Marlene Wagman-Geller

"As far back as I can remember, it was always on my bucket list, even before the term bucket list was coined,
to be a writer. It was a natural progression to want to go from reading books to writing one."

Dr. Faustus (1846)

Jan 08, 2022 by Marlene Wagman-Geller

 

     The Smithsonian is America’s greatest treasure chest, filled with 150 million precious artifacts. Ironically, its creation did not come from a president or a patriot; rather, the scientist who willed the museum into existence, James Smithson, never set foot in the United States. 

     If you have ever visited the Smithsonian Institution Building, better known as “The Castle,” you might have noticed a crypt that holds the remains of its founder. No one knows the exact day of James’ birth because his mother avoided drawing attention to her out-of-wedlock son; what is known is she surreptitiously delivered her baby in France in 1765. His British parents were Elizabeth Macie, a wealthy widow descended from King Henry VIII, and Hugh Smithson, Duke of Northumberland. Class-obsessed London looked down on James due to his stigma of illegitimacy. With his mother’s financial backing, James studied at Oxford and travelled extensively throughout Europe. He visited Paris at the start of the French Revolution and ended up as a prisoner during the Napoleonic Wars. Upon Elizabeth’s passing, James inherited a sizable fortune and changed his surname from Macie to Smithson.

     Science was the main constant of James’ life, and the Royal Society of London inducted him as a member. As James never married or had a child, in his will he left his fortune, in today’s currency, $13,000,000, to his nephew, Henry James Hungerford. He further instructed that if Henry died without heirs that his money should be earmarked to “the United States of America, to found at Washington, under the name of the Smithsonian Institution, an Establishment for the increase and diffusion of knowledge.” The motive behind the behest remains an enigma: perhaps James admired America’s freedom from the rigid class hierarchy; perhaps he admired its Enlightenment ideal of democracy. James died in 1829 while living in Genoa, Italy; Hungerford, in his twenties, died of unknown causes in in Pisa, Italy. 

     The executors of the estate notified the United States government of this windfall, and it was left to Congress how to carry out the spirit of James’ vision. After eight years of debate on the best way to diffuse knowledge, President James K. Polk signed an Act of Congress that established the Smithsonian Institution, many of its building located on the National Mall.

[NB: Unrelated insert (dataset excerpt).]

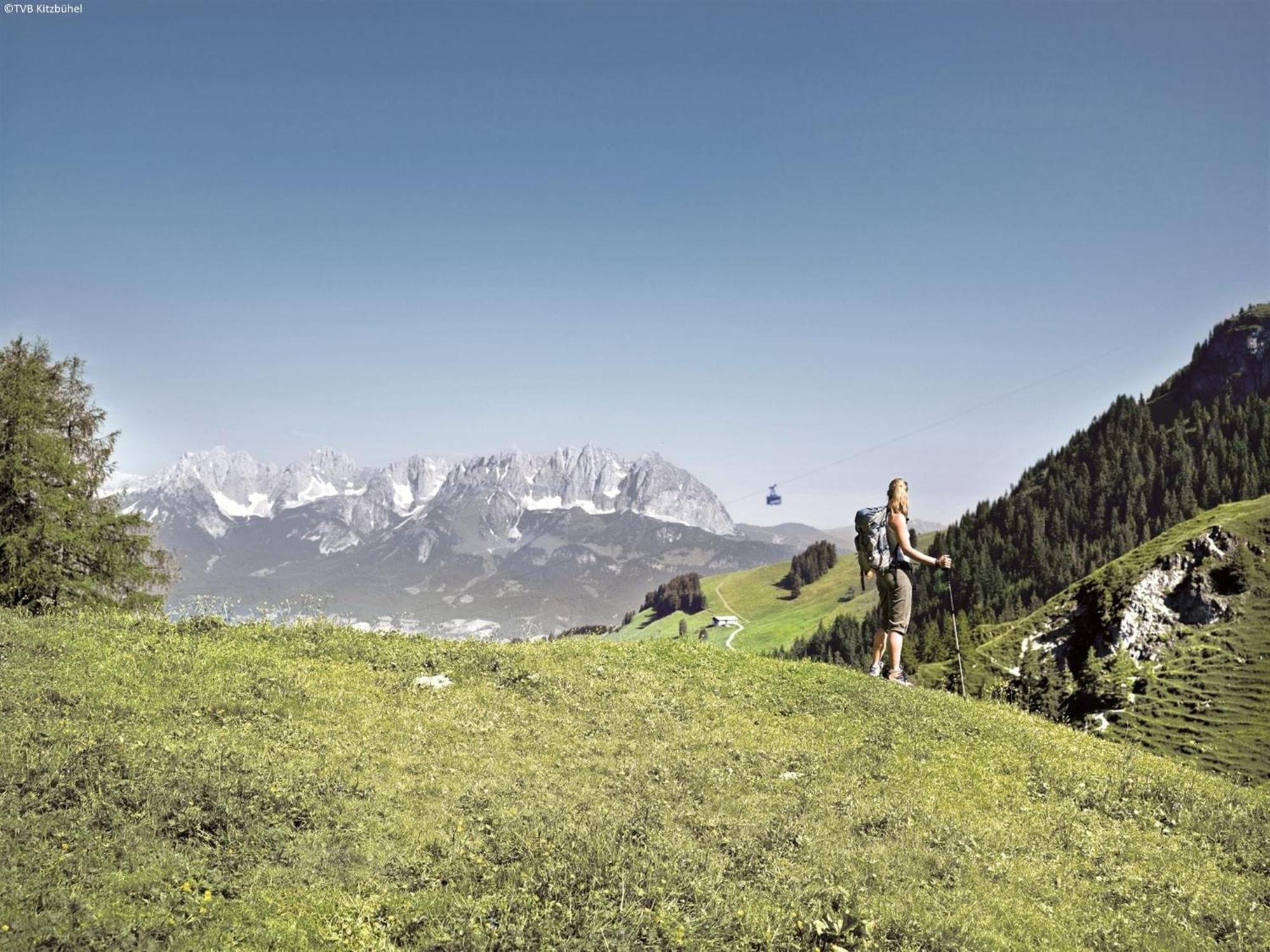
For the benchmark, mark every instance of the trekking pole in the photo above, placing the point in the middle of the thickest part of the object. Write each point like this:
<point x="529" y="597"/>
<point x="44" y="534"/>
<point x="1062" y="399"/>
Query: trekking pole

       The famous museum is the repository of the world’s crown cultural jewels. Some of the highlights: the Star-Spangled Banner-the one that led to the creation of the National Anthem- the Wright Brother’s plane, The Flyer, Charles’ Lindberg’s The Spirit of St. Louis, Harriet Tubman’s shawl, Muhammad Ali’s robe, Archie Bunker’s chair, Abraham Lincoln’s top hat, the Hope Diamond, Kermit the Frog, Dorothy’s ruby slippers, Seinfeld’s puffy shirt, the Greensboro Lunch Counter, and Julia Child’s kitchen. The National Museum of American History holds First Ladies’ inaugural gowns; the Portrait Gallery displays paintings of the forty-six United States presidents.

    In 1904, the English cemetery in Italy that held the grave of James Smithson planned to demolish the site. Acting without the permission of his fellow Smithsonian regents, the inventor of the telephone, Alexander Graham Bell, arranged for James’ remains to be transferred to the Castle for reinternment. In 1973, workers opened James’ coffin and discovered a sealed metal container. They used torches to open the box and set its silk lining on fire. The bones were unharmed, and an anthropologist determined they belonged to a short man who smoked a pipe. A Christopher Marlowe play tells of a man who sold his soul to the devil in exchange for the universe to reveal its secrets. James Smithson, in contrast, gave America its soul when he bequeathed the country his fortune, thereby making him the American Dr. Faustus.